Tão certa é a falta de mínimo respaldo científico para a recomendação do propalado “tratamento precoce” que o Twitter anotou em um post do Ministério da Saúde que incentivava essa forma de tratamento a informação de que teria havido “a publicação de informações enganosas e potencialmente prejudiciais relacionadas à COVID-19”. A própria ANVISA, dias depois, ao analisar pedidos de uso emergencial de vacinas contra o vírus, esclareceu de maneira categórica que, nas palavras da Diretora Relatora, Meiruze de Freitas,até o momento não contamos com alternativa terapêutica aprovada disponível para prevenir ou tratar a doença causada pelo novo coronavírus.”
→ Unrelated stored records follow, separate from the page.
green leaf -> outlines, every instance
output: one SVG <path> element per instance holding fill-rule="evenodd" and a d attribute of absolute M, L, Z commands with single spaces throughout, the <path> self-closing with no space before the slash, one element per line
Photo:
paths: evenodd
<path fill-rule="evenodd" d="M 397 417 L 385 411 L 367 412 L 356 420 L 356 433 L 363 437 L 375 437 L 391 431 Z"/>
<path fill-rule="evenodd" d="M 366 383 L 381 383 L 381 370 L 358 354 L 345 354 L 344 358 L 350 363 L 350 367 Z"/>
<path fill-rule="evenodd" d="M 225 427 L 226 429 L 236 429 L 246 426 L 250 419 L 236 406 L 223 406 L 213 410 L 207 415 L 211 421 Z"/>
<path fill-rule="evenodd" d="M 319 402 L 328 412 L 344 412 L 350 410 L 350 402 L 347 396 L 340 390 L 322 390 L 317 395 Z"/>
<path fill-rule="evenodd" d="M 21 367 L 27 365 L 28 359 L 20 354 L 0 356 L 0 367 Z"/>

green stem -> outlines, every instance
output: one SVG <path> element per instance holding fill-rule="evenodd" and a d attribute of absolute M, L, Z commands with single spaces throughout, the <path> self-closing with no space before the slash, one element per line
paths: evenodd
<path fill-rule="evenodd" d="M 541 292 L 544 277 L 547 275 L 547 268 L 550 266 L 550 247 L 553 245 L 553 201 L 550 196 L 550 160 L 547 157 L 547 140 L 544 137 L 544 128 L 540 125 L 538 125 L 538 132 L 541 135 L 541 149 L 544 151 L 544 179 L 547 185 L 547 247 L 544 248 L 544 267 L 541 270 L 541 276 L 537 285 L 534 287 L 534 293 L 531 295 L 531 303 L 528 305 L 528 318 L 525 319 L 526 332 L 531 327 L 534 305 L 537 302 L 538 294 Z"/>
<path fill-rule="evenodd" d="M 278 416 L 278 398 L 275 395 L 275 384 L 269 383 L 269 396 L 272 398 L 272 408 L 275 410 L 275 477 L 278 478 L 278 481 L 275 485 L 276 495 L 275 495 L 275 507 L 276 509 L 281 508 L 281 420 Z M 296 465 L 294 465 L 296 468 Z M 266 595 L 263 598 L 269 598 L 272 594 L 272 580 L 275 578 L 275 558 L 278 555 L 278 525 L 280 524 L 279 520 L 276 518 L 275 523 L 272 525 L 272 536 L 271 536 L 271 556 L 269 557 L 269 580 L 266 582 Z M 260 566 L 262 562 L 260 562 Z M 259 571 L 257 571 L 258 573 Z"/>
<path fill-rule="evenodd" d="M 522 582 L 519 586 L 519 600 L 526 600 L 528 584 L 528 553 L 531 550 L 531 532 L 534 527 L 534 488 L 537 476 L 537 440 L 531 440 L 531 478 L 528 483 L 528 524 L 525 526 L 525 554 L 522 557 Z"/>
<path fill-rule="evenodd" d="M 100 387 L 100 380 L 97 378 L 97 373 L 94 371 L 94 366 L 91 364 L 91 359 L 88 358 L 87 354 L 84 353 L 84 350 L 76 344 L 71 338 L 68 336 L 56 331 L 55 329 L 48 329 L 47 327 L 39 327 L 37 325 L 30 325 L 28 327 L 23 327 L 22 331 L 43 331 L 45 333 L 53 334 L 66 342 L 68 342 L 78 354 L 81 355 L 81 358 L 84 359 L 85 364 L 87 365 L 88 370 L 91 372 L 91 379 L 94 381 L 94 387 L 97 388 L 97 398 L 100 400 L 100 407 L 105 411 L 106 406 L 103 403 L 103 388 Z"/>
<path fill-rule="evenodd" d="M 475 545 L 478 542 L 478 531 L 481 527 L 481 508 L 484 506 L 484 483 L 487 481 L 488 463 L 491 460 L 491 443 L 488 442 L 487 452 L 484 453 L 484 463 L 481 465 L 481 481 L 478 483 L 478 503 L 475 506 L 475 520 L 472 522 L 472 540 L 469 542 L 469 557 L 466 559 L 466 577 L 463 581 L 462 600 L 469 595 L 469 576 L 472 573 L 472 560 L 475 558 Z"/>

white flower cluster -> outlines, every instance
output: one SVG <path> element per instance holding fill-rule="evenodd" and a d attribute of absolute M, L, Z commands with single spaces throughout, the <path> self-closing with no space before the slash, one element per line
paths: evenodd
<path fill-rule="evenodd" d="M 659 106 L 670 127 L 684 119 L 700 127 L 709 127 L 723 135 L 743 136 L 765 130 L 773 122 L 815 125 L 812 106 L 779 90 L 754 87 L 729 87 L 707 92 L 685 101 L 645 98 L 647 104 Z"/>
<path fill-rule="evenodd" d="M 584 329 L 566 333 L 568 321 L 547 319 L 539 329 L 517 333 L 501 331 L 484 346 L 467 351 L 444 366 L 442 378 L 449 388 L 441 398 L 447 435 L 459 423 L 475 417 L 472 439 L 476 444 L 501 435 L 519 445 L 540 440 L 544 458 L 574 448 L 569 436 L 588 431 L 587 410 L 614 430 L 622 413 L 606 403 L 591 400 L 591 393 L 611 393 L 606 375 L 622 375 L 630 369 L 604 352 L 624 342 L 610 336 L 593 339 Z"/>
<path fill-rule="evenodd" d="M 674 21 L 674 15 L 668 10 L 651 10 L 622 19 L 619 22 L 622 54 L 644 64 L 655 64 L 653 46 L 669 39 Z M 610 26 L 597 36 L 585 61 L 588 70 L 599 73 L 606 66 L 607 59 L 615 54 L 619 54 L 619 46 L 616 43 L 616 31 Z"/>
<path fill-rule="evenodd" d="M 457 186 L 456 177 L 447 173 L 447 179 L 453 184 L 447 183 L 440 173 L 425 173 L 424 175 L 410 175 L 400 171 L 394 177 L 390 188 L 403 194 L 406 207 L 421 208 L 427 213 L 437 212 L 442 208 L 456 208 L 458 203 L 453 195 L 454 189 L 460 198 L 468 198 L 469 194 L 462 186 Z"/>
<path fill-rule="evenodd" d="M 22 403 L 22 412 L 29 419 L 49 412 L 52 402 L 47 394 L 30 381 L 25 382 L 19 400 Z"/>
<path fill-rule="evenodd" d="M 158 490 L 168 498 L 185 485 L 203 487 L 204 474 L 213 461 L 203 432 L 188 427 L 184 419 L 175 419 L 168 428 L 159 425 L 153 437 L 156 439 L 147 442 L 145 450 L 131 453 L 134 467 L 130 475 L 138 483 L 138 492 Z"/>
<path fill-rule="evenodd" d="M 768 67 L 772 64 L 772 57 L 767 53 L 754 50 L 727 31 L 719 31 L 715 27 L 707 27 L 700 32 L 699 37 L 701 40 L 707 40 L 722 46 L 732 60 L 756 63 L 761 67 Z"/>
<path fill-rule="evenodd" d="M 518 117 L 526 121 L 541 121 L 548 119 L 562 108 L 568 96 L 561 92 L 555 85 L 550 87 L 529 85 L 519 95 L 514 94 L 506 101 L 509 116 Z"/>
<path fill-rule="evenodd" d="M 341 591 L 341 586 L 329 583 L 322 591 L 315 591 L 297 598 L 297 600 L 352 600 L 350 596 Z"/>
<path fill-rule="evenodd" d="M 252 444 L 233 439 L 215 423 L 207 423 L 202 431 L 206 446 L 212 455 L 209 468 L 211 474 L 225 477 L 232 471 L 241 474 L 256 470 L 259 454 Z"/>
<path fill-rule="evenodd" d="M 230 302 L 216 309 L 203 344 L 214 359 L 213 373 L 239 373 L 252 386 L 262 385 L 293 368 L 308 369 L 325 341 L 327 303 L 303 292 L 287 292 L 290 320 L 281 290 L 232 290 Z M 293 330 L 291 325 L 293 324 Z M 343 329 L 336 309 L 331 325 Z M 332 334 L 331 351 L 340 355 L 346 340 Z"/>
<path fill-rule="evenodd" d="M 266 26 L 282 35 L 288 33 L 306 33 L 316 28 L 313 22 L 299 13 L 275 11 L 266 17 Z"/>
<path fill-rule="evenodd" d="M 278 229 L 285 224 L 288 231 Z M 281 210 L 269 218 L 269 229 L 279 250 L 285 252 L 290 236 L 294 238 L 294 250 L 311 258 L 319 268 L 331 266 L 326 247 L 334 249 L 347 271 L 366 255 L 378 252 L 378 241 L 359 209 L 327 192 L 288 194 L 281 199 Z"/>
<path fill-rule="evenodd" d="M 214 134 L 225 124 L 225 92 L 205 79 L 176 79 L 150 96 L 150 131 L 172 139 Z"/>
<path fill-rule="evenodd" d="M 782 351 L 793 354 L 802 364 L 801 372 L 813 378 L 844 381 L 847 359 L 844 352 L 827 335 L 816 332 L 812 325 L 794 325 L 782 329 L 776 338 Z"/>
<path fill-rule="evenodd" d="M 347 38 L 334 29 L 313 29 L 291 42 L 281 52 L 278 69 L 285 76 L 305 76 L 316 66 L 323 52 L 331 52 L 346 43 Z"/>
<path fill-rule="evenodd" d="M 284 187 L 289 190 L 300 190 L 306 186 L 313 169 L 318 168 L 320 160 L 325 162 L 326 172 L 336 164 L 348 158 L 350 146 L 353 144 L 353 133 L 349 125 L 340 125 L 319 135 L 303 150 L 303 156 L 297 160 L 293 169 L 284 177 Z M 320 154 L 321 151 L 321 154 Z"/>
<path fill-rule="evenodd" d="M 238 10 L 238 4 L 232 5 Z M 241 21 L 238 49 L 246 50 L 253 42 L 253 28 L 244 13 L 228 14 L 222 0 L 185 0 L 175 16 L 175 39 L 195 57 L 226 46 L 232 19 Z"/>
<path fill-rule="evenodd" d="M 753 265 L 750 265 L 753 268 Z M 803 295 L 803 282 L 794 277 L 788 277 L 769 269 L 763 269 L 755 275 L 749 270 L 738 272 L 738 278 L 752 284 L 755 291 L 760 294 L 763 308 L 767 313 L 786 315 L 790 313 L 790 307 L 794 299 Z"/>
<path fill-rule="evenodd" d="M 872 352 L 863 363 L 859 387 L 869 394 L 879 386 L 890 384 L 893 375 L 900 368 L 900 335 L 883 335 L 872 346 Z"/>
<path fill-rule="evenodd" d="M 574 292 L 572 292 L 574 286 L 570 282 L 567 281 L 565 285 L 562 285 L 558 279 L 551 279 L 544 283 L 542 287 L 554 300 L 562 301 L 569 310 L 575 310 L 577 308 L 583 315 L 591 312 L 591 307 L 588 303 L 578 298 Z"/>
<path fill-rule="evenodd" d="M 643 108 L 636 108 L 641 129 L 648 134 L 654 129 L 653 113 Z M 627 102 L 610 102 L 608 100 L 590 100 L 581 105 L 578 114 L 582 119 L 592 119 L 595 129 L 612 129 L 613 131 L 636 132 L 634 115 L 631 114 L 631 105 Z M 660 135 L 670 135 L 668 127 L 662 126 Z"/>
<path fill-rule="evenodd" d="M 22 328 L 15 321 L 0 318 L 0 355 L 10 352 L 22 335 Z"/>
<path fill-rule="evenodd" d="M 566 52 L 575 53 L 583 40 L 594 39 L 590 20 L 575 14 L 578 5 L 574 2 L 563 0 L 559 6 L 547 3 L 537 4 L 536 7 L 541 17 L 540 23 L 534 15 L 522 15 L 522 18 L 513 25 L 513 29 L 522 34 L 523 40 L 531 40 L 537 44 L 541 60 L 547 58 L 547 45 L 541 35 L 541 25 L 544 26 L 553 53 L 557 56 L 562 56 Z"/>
Evidentemente, a utilização de medicação sem eficácia no combate à doença, além dos possíveis efeitos adversos à saúde, acarreta gastos desnecessários de recursos públicos. O mesmo se diz em relação aos tão propalados quanto ineficazes “Kits COVID”.

Outro exemplo de gestão ineficiente de recursos públicos da saúde foi a manutenção em estoque de quase sete milhões de testes diagnósticos para COVID-19 (RT-PCR) que tiveram seu prazo de validade expirado, conforme noticiado pela imprensa, e posteriormente prorrogado pela ANVISA, mas, ainda assim, com riscos de nova expiração sem utilização.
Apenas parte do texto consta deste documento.